Une année théâtrale faste
Par : Marie-Claude Lessard
Audace, originalité, vérité… Voilà comment décrire brièvement la scène théâtrale québécoise en 2016. Les reprises de grands classiques, notamment celle de Roméo et Juliette au TNM, ont séduit, à juste raison, le public et les journalistes, mais les œuvres de création ont encore plus marqué l’imaginaire. Voici un survol des pièces les plus mémorables.

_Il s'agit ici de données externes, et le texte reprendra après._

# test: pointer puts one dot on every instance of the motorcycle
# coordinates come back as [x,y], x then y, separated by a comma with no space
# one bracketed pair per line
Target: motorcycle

3. Starshit de Julie Renault et Jonathan Caron (Théâtre d’Aujourd’hui)
La beauté de ce pastiche sur les multinationales comme Starbucks réside dans le fait que les auteurs ne font aucunement la morale aux spectateurs. Ils ne sermonnent pas leur public et n’encouragent pas le boycott complet des entreprises internationales. Ils proposent plutôt une pertinente sensibilisation au phénomène. En grossissant (à peine) le mode de vie prodigué dans – et par- ces établissements, les créateurs conscientisent les gens sur le véritable impact de ces emplois étudiants. Ces derniers ne changent pas le monde et ne le feront jamais. Cela peut paraître exagéré, mais quiconque ayant travaillé pour ces compagnies vous dira que ce n’est pas si loin de la réalité… Certes, il est louable qu’une entreprise désire être financièrement rentable, mais faire accroire qu’elle place tous les employés sur le même piédestal est tout simplement insultant et dégradant. Starshit démontre sans faille ce constat. À travers d’innocentes intrigues délicieusement rafraîchissantes entre collègues et des chicanes aux proportions démesurées, une chance que le personnage de Madonna incarne quelque peu la voix de la raison…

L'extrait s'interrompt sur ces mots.